Still, I totally respect people who are continuing their advocacy efforts on behalf of the Palestinian people, who continue to be ethnically cleansed from their homeland, deprived of freedom, deprived of self-determination. It was depressing to see the left wing blogosphere slowly join the censorship, for which reason it is also gratifying that FDL, and people like yourself are keeping up the fight, so to speak. Israel certainly fears BDS and bad publicity such as seen on NY subways, and eventually it may make a difference. Still, the colonization and ethnic cleansing continues and I sometimes see it all as a race against time. Let’s hope that the Palestinians win in the end, even if two-states is a concept beyond possibility. I heard Tom Friedman the other night describe the default position: binationalism. Well, let’s wait and see.
Thanks for this article and all of the others you have contributed. It makes a difference.
Don’t have a cow, man.
Not much time to respond to comments today. I teach three upper level college classes, play French horn in one ensemble, and conduct another one, plus have office hours with students.
I don’t believe Iran is trying to achieve any more nuclear capability than Brazil, Argentina, Sweden, Finland, Germany, Canada and Japan have.
Interesting that this topic seems to bring out some of the “worst” within us…Can we not even discuss with courtesy? Yikes.

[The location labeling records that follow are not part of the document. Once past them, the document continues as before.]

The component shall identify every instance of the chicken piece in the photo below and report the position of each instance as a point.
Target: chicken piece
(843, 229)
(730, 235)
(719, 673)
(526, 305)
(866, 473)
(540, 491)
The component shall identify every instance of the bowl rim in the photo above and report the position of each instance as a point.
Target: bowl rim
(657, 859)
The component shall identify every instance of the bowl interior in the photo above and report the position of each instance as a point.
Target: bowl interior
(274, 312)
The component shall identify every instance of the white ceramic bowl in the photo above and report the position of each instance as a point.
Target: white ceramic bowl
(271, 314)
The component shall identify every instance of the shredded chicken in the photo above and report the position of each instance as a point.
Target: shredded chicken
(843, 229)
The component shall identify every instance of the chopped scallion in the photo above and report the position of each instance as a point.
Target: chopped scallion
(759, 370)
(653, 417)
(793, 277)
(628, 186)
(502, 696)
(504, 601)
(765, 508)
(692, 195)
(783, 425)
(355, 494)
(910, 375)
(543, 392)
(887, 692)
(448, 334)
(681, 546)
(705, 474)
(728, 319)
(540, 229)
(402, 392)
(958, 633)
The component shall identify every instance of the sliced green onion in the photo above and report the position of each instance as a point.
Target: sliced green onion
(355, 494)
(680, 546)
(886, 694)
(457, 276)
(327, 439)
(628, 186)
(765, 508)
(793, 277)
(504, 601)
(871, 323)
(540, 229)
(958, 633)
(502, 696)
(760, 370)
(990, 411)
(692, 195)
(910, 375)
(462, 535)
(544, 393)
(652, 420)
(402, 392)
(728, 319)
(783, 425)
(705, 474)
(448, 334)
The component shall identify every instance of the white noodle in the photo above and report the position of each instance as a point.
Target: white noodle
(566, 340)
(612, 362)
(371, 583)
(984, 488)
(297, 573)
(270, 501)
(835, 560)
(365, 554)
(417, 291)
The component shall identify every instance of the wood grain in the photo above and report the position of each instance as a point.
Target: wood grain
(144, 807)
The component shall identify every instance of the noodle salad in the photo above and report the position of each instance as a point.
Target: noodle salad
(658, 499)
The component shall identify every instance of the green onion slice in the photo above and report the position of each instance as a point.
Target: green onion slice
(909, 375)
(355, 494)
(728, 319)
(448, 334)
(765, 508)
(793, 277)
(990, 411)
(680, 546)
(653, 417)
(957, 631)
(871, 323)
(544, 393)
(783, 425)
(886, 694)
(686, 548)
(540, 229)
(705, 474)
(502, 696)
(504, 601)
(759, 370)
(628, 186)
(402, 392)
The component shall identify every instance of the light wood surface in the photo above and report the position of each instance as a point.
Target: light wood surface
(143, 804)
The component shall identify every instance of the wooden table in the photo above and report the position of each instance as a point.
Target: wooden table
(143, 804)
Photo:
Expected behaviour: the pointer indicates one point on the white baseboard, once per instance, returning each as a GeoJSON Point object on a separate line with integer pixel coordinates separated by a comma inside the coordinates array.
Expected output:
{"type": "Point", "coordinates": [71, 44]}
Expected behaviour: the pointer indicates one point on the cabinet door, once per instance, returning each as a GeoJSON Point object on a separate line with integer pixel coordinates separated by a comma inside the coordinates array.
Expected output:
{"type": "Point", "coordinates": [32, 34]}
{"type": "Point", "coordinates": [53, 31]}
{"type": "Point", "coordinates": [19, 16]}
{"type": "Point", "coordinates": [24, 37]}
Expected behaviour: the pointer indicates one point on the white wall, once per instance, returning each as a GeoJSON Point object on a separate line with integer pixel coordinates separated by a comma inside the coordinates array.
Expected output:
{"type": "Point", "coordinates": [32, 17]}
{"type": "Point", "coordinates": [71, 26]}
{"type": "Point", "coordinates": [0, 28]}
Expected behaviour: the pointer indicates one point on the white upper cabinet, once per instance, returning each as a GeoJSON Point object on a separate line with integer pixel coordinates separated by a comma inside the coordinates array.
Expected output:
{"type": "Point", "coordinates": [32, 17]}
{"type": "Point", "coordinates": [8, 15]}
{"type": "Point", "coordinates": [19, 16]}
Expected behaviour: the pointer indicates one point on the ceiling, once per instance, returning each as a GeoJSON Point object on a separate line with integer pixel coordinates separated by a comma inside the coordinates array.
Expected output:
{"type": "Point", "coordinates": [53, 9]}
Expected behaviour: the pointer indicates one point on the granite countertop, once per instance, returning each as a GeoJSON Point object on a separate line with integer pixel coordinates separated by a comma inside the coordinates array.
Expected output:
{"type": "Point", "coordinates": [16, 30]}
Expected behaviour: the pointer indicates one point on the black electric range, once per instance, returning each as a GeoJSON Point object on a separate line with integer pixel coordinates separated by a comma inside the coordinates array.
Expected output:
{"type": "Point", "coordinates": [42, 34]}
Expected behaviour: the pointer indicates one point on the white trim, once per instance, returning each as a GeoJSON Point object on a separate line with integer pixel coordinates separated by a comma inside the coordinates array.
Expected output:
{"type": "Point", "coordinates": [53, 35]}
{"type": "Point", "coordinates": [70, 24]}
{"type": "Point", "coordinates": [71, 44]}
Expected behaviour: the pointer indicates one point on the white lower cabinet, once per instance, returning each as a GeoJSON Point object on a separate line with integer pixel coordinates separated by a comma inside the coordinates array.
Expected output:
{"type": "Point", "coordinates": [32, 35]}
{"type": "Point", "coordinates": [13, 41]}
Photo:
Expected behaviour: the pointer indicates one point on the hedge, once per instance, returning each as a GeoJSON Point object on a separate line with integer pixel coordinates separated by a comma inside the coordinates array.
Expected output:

Well-written article. Thanks. Interesting video.
Really? Goyim is considered unambiguously derogatory? I thought it was a neutral term in Yiddish. I certainly have no objection to being referred to as a ‘goy’. It is what I am.
I sympathize actually. Not that I think my comment merited great offense, but that you should absolutely be allowed to vigorously rebut it. One of the things that makes honest debate on I/P so fraught is the frequent cynical use of ostentatious displays of offense and outrage as a tool to provoke censorship and prevent frank discussion. Which, really however poorly it was enunciated, was my point in the original post.
I think the frequent hysterical rhetoric and calls for the silencing of opposing viewpoints used in support of Israel in discussion advances my view about the irrationality and appeals to emotion of the pro-Israel side better than I could. I say let the spittle flecked invective speak for itself. It tells a truth, at least to the objective observer– just not the intended one.
Shots fired! Churches are the only groups that have the following to represent a threat to the establishment because they speak about values deeper than money and they could potentially lead blocks of constituencies.
hmmm … blood libel.. guilt tripping has long passed it’s sell-by date.